The keynote speaker off the record? Must be some really inside stuff. But if it's off the record, not even on background, it wouldn't be usable anyway. So we didn't go.
Just as well, it seems. "You didn't miss anything," a source who was there told us. Well, except lunch . . .
All ayes on Johnsen
Sen. Arlen Specter's office asked us to clarify a column last week saying that the Pennsylvania Democrat switched his vote on Justice Department nominee Dawn Johnsen and would thus be the 60th vote to confirm her. His office notes he never voted against Johnsen. The only time he voted on her was in the Senate Judiciary Committee in March, back when he was a Republican, and he voted "pass."
So you might say he switched from "pass" to "yes." But Scottish law is explicit that this is not really a switch.
Catching up on nominees
Obama last week nominated publishing executive (and, yes, major contributor and bundler) Theodore "Tod" Sedgwick to be ambassador to Slovakia. Sedgwick founded and headed Pasha Publications, which focused on energy, defense and environment markets matters, and ran a lumber company. He's also on the boards of a number of cultural and land preservation organizations. Slovakia, a NATO member, is a lovely country in the heart of Europe. It's small, but Sedgwick only bundled a bit more than $200,000 for the Obama campaign, plus contributing $42,416 of his own money to Democrats in the 2008 cycle and another $10,000 for the inauguration.

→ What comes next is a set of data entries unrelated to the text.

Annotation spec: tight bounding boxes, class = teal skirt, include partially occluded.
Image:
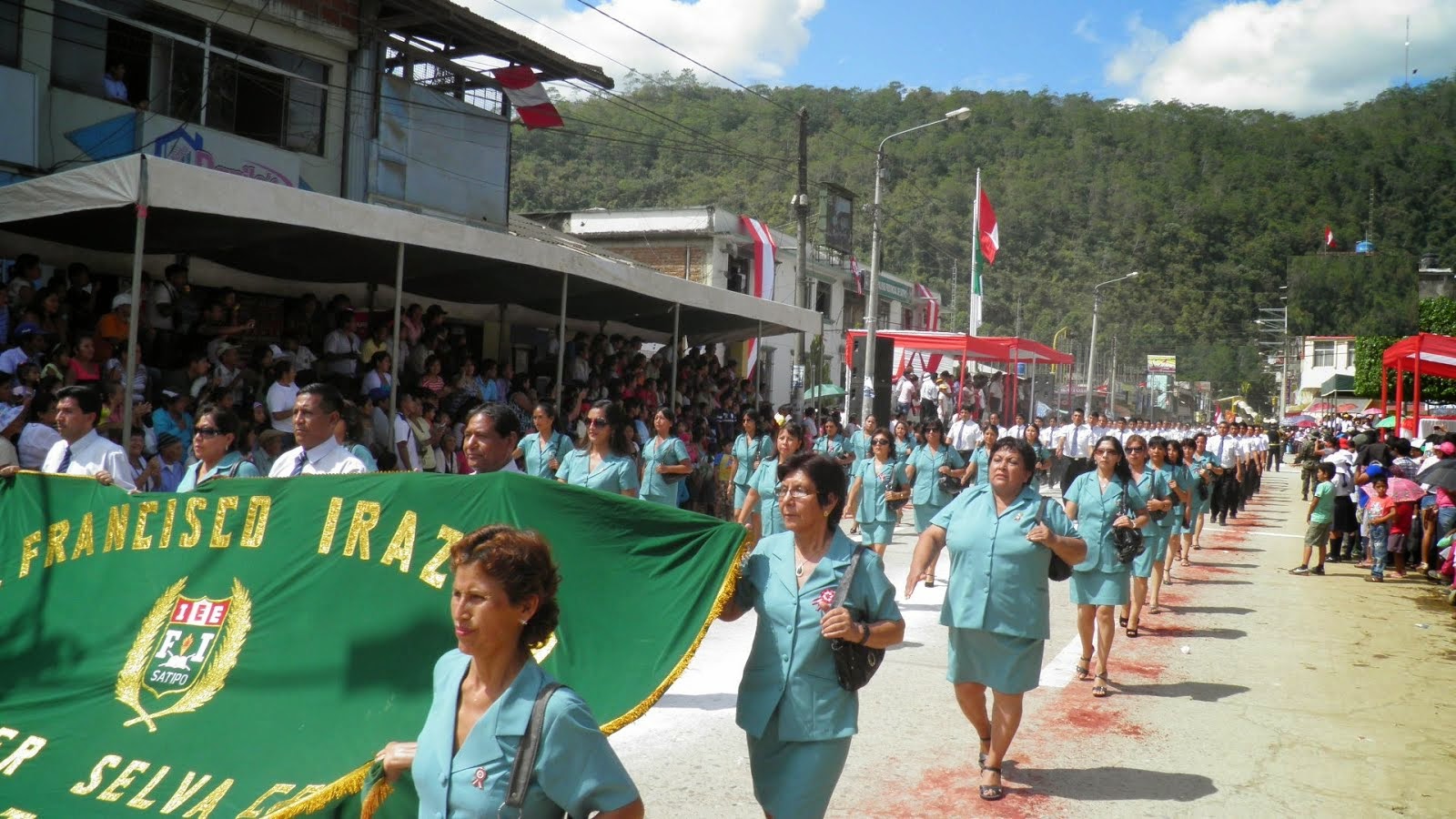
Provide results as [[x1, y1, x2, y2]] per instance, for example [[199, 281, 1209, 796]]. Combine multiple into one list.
[[915, 502, 945, 535], [945, 627, 1046, 693], [1067, 569, 1131, 606], [748, 711, 852, 819], [859, 521, 895, 547], [1133, 526, 1168, 579]]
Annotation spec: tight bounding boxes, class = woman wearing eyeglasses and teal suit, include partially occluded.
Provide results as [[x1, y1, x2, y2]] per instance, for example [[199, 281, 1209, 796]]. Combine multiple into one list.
[[556, 400, 642, 497], [849, 427, 905, 557]]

Obama on Monday named Elisabeth Hagen, chief medical officer at the Agriculture Department and before that a top official in the agency's Food Safety and Inspection Service, to be undersecretary for food safety. She has an MD from Harvard.
Acting Drug Enforcement Administration chief Michele M. Leonhart, who's been with the DEA for nearly 30 years and became acting administrator in 2007, was nominated Monday to be administrator.